Of course, you could wink and say, please don’t mention meeting me, I’m supposed to be in Chicago. But that would be too much of a strain on Archie. You said goodbye without telling him, leaving him in the bar with his drink, and you never heard from him again.
You ha
d another shock one afternoon when Sam Indigo showed up at your house by the water. Sam Indigo was the police investigator who had interviewed you when Jock Hadley was killed. From the study window you saw this man coming up the walk from his car, tall, bald, familiar, frightening you with memory flapping loose from its stays. You didn’t know him and then you did, right out of Gregory’s past, and immediately understood he had been following you across the country for more than a year and had finally caught up with you.
Voice soft, face mild, he said, Mr. Gregory? Your answer being slow, he added quickly, I’m Sam Indigo. I used to be a police detective. You remember talking to me last year?
You: My name is Stephen Trace. He: Are you saying you’re not Mr. Gregory? You: What do you want? Indigo (surprised): Why, I don’t know. Friendly visit. He looked almost timid. Then, perhaps because of the look on your face: No harm, I just came to chat. Is it inconvenient?

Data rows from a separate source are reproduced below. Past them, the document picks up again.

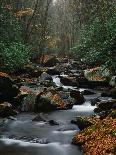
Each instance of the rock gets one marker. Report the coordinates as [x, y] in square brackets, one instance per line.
[44, 104]
[30, 70]
[113, 114]
[77, 96]
[67, 128]
[106, 105]
[52, 100]
[97, 77]
[104, 114]
[6, 110]
[52, 122]
[28, 102]
[106, 94]
[69, 81]
[94, 101]
[51, 62]
[88, 92]
[39, 118]
[81, 122]
[44, 76]
[30, 139]
[113, 81]
[53, 71]
[8, 90]
[113, 93]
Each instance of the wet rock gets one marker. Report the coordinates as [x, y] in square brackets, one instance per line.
[106, 94]
[67, 128]
[113, 93]
[30, 139]
[39, 118]
[44, 76]
[96, 77]
[6, 110]
[81, 122]
[88, 92]
[53, 71]
[28, 102]
[106, 105]
[113, 81]
[8, 89]
[69, 81]
[94, 101]
[30, 70]
[104, 114]
[51, 62]
[53, 123]
[44, 104]
[79, 98]
[52, 100]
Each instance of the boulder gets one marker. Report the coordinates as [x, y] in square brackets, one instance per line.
[113, 81]
[88, 92]
[97, 77]
[6, 110]
[28, 102]
[81, 122]
[94, 101]
[8, 89]
[53, 71]
[79, 99]
[44, 104]
[39, 118]
[52, 100]
[69, 81]
[50, 62]
[44, 76]
[113, 93]
[105, 106]
[53, 123]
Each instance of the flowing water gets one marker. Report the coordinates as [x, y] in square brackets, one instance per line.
[58, 137]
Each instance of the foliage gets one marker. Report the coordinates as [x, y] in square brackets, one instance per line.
[13, 52]
[10, 29]
[98, 41]
[99, 138]
[14, 55]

I won’t talk to you. There was screaming in your voice, though you kept it quiet. I won’t allow it. I won’t have you destroying my life.
Destroy your life? How could I do that?
I won’t have you coming after me. I’ll die first.
No, no, relax, calm down. I had no such thought.
He kept peering around at your place. I’m not with the police. I’m private, on my own.
Then why are you here?
He took a seat on the porch without being asked. He looked out at the harbor. I’m in New York on business. Nothing to do with you. No ulterior motives.